When your child or wife or husband was the victim of a nasty hand of a ruler, your emotions will naturally contrast with those who benefitted from the ruler. It was just a few days ago, I carried in one of my columns a conversation I had with my good friends Drs. David Hinds and Nigel Westmaas on one of the daughters of Burnham.
It was clear to me that David understood her position and accepted it that she loved her father and will not judge him in a context of wrong-doing. It appeared to me that David accepted her perspective. I took the position that I understand but cannot accept.
Of Burnham, Dennison wrote; “He was unassuming and at ease with himself. I remember him for his sense of humour, his sense of fun, from my days as a typist in the Government Probation Service, when, in between cases, he would sit at the side of my desk and chat with me, and it helped to make my day.”

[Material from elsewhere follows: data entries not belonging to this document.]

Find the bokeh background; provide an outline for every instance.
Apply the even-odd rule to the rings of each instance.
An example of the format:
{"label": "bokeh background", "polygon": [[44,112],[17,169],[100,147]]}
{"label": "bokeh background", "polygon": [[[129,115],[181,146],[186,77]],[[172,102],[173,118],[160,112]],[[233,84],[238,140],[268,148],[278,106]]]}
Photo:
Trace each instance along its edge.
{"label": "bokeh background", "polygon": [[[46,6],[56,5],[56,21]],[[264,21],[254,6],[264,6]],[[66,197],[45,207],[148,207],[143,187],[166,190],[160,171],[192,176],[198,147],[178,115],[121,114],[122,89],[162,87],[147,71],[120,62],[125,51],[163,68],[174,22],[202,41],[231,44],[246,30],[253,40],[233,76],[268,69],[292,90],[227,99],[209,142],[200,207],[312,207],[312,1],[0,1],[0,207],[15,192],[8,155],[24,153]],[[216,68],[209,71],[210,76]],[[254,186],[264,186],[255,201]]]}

Dennison writes in her letter that Burnham meant well but the dreams he had were left to others to see through and they couldn’t cope. Unfortunately, she didn’t elaborate on those opinions. In contrast, Cheryl Noel took the position that Burnham had her father arrested and charged because her father defied Burnham on a position Burnham held. She went on to describe how destructive to the family was Mr. Burnham’s action.

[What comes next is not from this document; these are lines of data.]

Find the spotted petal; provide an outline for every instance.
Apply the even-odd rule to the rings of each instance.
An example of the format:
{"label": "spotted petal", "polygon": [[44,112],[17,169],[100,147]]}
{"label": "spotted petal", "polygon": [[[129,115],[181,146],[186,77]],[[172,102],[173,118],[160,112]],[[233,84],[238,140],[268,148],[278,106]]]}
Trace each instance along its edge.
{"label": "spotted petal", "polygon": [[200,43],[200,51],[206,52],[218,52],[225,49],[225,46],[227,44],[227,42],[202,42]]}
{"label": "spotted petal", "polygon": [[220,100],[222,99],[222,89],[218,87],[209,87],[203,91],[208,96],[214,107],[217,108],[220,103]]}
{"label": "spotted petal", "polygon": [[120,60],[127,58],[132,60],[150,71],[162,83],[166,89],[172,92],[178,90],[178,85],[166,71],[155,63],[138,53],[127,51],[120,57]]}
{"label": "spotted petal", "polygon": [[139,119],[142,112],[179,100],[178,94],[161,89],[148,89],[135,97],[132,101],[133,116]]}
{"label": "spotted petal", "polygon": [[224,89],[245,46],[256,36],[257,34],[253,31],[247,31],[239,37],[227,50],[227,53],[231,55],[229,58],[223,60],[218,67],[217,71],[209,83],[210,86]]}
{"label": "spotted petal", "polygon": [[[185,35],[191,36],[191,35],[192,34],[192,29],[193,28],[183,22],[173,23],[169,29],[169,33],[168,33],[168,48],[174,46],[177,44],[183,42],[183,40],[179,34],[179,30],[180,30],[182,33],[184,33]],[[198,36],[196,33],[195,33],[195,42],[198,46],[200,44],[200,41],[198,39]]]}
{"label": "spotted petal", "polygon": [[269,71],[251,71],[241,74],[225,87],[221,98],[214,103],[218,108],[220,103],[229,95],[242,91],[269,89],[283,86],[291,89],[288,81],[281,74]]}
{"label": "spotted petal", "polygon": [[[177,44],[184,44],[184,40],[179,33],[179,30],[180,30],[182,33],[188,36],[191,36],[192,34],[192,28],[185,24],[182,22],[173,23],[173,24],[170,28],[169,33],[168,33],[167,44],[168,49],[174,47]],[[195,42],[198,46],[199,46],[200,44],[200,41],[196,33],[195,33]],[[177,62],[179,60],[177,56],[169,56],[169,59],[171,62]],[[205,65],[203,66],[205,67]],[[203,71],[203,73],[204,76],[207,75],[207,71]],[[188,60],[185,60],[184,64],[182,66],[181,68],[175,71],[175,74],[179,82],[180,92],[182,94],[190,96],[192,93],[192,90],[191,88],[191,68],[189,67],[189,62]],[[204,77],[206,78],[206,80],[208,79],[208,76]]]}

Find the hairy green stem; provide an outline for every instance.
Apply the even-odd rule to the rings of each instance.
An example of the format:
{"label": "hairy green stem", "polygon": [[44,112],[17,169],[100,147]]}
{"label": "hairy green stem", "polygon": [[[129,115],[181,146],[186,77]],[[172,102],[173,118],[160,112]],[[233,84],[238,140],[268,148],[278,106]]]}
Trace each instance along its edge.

If it is true what she was saying then her father’s plight has an eerie similarity with Maurice Arjoon and I told Ms. Noel about the Arjoon case. I met Mr. Arjoon and his wife one a night as they were passing the 24 hours protest vigil in 2012/2013 we had outside of Parliament that we named, “People’s Parliament.”
This was a reaction to the shooting to death of three unarmed protesters in Linden in July of 2012. They told me that as CEO of New Building Society, Mr. Arjoon rejected President Jagdeo’s demand for the Society to invest in the Berbice bridge project. Mr. Jagdeo reacted angrily and there followed his arrest and charge for fraud.
While his trial was going on, one of Mr. Arjoon’s sons died. How does the historian treat Arjoon’s experience with those who think that Jagdeo did great for Guyana? One guy who is currently writing down his thoughts critical of the EXXON contract in the newspapers is chartered accountant, Nigel Hinds.
Hinds once published a letter in this newspaper castigating me for my anti-Jagdeo commentaries. He thinks Mr. Jagdeo was a great president. But don’t we have here the Arjoon/Noel syndrome? What suffering did Hinds ever endure under Jagdeo? The answer is none.